Google AI Studio Starter Tier、決済情報不要の試作デプロイ
Google AI Studio の Starter Tier は、Build Mode で組み立てた試作をクレジットカードや Cloud Billing アカウントなしで公開 URL まで届けるための枠である。Google が裏側で完全管理の Starter Tier プロジェクトをプロビジョニングし、リージョン選択・API 有効化・セキュリティポリシーを代行する。対象は個人 Google アカウントで、Google AI Studio の提供地域内に限られる。企業・教育向け Google Workspace アカウントは組織ポリシーで制限される場合がある。Starter Tier リソースは標準の Google Cloud 利用規約ではなく Starter Tier Additional Terms の対象である。
Build Mode から Publish すると、Cloud Run(HTTP 受け口)、Firebase Authentication(Google Sign-In 事前設定)、Cloud Firestore、Cloud SQL for PostgreSQL Developer edition がアプリ構成に応じてオンデマンドで配線される。Cloud Run はアイドル時にゼロへスケールダウンし、コンテナ内のローカルディスクは一時的である。永続データは Firestore か Cloud SQL に置く必要がある。AI Studio が再デプロイするたびにコンテナが差し替わるため、ディスク直書きは失われやすい。
Starter Tier と Free Trial
| 項目 | Starter Tier | Free Trial |
|---|---|---|
| 提供内容 | Cloud Run・Firestore・Cloud SQL for PostgreSQL Developer edition・Firebase Authentication の事前配線スタック(各製品に上限付き) | 300 米ドルの Welcome クレジット、Google Cloud Free Tier、製品別無料試用、90 日間の探索 |
| 必要なもの | Google アカウントと Starter Tier Additional Terms の同意 | Google Cloud 利用規約の同意と不正利用防止のための支払い手段 |
| 期限 | なし | 90 日 |
| プロジェクト | Google 管理 | 利用者がフル制御 |
| コンソール | ログ・メトリクス等に絞った簡易表示 | フル Google Cloud コンソール |
| 向いている用途 | AI Studio からの試作公開 | BigQuery や GKE など広い GCP 評価 |
Starter Tier プロジェクトでは BigQuery や Pub/Sub など追加 API を有効化できず、リージョンも最初のプロビジョニング時に固定される。未対応製品へ進むと Free Trial への案内が出る。
上限とクォータ
Cloud Run では Google アカウントあたり同時に稼働できる Web アプリが 2 本までである。差し替えは AI Studio 上で上書きデプロイし、Cloud Console からサービスを手動削除する運用は避ける想定である。Starter Tier では Cloud Run の最大インスタンス数は 1 に固定される。

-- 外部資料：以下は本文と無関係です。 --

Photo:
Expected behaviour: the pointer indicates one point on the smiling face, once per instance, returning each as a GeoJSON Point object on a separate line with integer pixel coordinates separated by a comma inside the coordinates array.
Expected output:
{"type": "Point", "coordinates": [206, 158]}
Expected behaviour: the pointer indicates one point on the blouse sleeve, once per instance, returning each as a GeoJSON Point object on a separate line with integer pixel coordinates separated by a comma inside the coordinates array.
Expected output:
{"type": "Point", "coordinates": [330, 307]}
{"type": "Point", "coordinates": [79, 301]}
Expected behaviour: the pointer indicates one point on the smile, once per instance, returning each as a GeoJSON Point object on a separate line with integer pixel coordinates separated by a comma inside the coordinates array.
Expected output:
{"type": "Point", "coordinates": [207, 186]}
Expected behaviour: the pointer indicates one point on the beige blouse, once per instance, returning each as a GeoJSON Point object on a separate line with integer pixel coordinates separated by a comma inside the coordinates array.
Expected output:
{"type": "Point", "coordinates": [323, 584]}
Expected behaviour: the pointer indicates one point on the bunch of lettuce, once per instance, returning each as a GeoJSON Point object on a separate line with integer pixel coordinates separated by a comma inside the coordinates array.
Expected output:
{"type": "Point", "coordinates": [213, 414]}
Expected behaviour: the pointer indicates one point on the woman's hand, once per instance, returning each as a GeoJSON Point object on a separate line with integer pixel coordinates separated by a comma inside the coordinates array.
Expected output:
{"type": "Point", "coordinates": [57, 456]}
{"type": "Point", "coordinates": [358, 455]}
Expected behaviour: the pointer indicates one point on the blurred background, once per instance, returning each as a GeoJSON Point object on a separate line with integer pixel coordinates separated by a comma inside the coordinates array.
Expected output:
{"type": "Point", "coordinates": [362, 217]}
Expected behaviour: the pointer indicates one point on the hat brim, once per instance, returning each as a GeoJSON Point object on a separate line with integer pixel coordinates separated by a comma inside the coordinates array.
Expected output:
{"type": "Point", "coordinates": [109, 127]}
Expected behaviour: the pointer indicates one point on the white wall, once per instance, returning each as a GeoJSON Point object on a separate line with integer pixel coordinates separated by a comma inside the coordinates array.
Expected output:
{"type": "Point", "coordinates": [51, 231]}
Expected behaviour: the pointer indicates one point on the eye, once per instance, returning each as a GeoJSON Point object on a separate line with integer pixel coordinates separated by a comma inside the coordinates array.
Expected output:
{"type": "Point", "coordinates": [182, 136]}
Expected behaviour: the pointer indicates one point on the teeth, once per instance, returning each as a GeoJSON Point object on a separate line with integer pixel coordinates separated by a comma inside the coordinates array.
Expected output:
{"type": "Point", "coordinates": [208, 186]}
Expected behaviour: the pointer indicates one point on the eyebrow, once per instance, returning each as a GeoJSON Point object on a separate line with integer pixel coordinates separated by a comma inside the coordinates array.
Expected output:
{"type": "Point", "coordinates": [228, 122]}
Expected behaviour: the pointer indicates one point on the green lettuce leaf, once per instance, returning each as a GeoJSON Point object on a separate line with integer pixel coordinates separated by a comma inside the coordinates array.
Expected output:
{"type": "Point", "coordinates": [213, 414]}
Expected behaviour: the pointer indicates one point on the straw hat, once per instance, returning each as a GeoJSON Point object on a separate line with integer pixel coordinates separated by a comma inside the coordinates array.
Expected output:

Cloud SQL for PostgreSQL Developer edition を使うアプリも最大 2 本までで、上限超過時は AI Studio エージェントが Firestore へフォールバックする。
Google AI Studio エージェントが作成した Firestore データベースは、1 つの shared-quota グループでクォータを共有する。いずれかが日次上限に達すると、グループ内の全データベースが太平洋時間のおおよそ深夜まで一時停止する。Firebase Authentication の利用は別計量である。
| 指標 | Starter Tier 上限 |
|---|---|
| 保存データ合計 | 1 GiB |
| ネットワーク egress | 月 10 GiB |
| 書き込み | 日 40,000 回 |
| 読み取り | 日 50,000 回 |
| リアルタイム更新 | 日 50,000 回 |
有料アカウントへの移行
AI Studio の Projects ページから Set up billing を選ぶと、同一プロジェクト内で Cloud Billing アカウントと支払い手段を結び、標準 Google Cloud 利用規約へ移行できる。ダウンタイムなしで Cloud Run サービスとデータベース、.run.app URL は維持される。初回請求アカウント作成の資格があれば 300 米ドルの Welcome クレジットが付与される。移行後は IAM のフル制御、任意 API の有効化、全リージョンとスケール設定が使える。
請求追加後も AI Studio 経由の Firestore は shared-quota グループに残る。データベース単位で枠を増やすには Firebase コンソールで Upgrade database を実行し、標準課金へ移す必要がある。